Attraverso la trascrizione, la parola orale diviene testo scritto. Il colloquio dovrebbe essere trascritto da chi lo ha svolto, in modo da segnalare nel testo elementi significativi, oltre le parole: il setting in cui si realizza l'intervista, il linguaggio non verbale, para verbale e la prossemica. La trascrizione dovrebbe avvenire in tempi brevi, quando le impressioni sono ancora vivide nella memoria. Prima dello svolgimento del colloquio sarebbe auspicabile un momento di condivisione tra équipe sanitaria e antropologo per ripercorrere la storia clinica dell'intervistato dentro e fuori i servizi e per stabilire insieme quali argomenti approfondire nell’intervista. I testi trascritti nel progetto Samedi forniscono una visione complessiva di quelli che sono i temi e le ricorrenze nelle varie interviste. Tuttavia, esse mettono in luce come scelte e percorsi individuali non siano sovrapponibili con altri, ogni storia porta a scoprire elementi non generalizzabili. La trascrizione dei precedenti colloqui andrebbe sempre riascoltata o riletta prima di apprestarsi ad un successivo incontro, non prestare attenzione alle risposte, non rivedere in fase preliminare i colloqui precedenti, o non dare credito alla ricostruzione degli eventi fatta dal nostro interlocutore può rappresentare un limite e potrebbe compromettere il processo di costruzione di una relazione terapeutica basata sulla fiducia. Al contrario, tenere a mente racconti e particolari apre inediti canali di fiducia. In questo senso può essere utile, prima di passare alla domanda successiva, ricapitolare gli elementi precedenti, sia per facilitare una narrazione coerente sia per valorizzare quanto dice l'intervistato e accogliere il suo punto di vista.

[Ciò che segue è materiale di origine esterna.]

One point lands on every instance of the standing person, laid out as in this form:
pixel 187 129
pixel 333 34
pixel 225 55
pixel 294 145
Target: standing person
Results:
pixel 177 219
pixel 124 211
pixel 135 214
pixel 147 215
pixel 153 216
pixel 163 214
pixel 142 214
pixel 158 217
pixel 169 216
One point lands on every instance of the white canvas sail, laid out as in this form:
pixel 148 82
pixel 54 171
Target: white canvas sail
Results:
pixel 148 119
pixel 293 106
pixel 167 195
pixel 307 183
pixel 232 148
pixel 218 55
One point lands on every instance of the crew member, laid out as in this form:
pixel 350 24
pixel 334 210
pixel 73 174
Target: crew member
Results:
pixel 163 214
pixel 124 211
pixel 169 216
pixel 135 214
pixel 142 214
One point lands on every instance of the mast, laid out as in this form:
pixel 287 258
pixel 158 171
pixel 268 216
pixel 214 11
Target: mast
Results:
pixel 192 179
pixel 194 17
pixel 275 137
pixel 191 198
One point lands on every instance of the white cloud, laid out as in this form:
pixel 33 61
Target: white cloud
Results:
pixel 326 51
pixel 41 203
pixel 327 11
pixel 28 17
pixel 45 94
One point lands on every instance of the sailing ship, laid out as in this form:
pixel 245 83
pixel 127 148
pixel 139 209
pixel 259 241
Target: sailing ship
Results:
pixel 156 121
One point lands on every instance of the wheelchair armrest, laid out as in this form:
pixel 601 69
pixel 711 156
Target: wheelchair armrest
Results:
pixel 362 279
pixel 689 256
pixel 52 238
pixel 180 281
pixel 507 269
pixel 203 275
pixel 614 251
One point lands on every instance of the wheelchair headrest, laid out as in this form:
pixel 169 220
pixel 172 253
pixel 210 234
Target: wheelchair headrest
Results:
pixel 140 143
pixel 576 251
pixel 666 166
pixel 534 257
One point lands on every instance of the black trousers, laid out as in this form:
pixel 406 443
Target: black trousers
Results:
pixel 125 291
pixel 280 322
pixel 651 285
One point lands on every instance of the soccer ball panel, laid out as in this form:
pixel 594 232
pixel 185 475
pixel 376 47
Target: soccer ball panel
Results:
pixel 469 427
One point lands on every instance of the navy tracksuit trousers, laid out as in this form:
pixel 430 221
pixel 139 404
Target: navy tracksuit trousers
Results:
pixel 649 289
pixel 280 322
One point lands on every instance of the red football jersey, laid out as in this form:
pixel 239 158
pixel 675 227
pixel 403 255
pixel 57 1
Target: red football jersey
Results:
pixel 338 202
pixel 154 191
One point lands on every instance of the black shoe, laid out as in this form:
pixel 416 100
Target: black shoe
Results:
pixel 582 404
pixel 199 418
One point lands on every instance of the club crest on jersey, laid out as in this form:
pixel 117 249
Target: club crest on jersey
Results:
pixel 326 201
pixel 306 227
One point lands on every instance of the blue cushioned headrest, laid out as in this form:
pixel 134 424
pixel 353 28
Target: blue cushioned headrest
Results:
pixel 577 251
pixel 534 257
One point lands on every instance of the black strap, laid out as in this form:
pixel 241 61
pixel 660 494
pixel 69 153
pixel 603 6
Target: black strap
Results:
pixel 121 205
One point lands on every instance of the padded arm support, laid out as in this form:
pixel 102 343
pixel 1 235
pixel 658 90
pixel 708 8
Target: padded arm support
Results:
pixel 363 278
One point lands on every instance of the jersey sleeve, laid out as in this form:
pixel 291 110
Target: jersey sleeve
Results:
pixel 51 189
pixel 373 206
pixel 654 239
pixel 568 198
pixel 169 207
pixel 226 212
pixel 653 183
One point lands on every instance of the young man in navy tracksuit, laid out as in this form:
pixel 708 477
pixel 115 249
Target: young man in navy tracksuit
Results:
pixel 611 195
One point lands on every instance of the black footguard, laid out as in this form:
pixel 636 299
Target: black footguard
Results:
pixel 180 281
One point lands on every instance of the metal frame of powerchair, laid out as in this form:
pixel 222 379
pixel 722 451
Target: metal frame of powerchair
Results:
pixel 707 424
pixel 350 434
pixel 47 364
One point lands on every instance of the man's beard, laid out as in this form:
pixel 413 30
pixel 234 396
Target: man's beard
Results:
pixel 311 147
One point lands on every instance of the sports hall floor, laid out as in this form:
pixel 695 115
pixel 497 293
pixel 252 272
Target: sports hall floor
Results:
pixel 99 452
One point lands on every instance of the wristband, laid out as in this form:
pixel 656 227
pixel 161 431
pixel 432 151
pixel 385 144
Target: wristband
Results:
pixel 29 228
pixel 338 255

La narrazione della propria storia di vita è di per sé un atto terapeutico. Lo scopo è supportare l’intervistato nella ricerca di senso e nel focalizzare gli elementi centrali della sua storia. Per questo il colloquio può anche rivelarsi elemento di crisi: nel ricostruire i nodi determinanti nel suo percorso esistenziale l’intervistato rielabora l'accaduto e conferisce talvolta inediti significati a passati accadimenti. Nel ricostruire la visione soggettiva dell’interlocutore è importante assecondare il flusso narrativo, malgrado si raccolgano talvolta racconti parziali e non sempre coerenti.


4. Il MINI dal punto di vista del setting clinico

Secondo una prassi consolidata, il setting clinico è composto da spazio, tempo, regole di comportamento, definizione della richiesta della committenza.

Questo approccio presuppone che gli interlocutori parlino la stessa lingua e utilizzino un codice semantico comune. Tale presupposto implicito, negli incontri con persone migranti, non è scontato. Esso comporta il confrontarsi con la questione della lingua, quindi, con la mediazione linguistico-culturale (MLC).

Mediazione che talvolta l’utenza potrebbe rifiutare, ad esempio perché il mediatore presente è lo stesso precedentemente coinvolto in una valutazione delle competenze genitoriali fatta presso altro servizio per conto del Tribunale per i Minorenni.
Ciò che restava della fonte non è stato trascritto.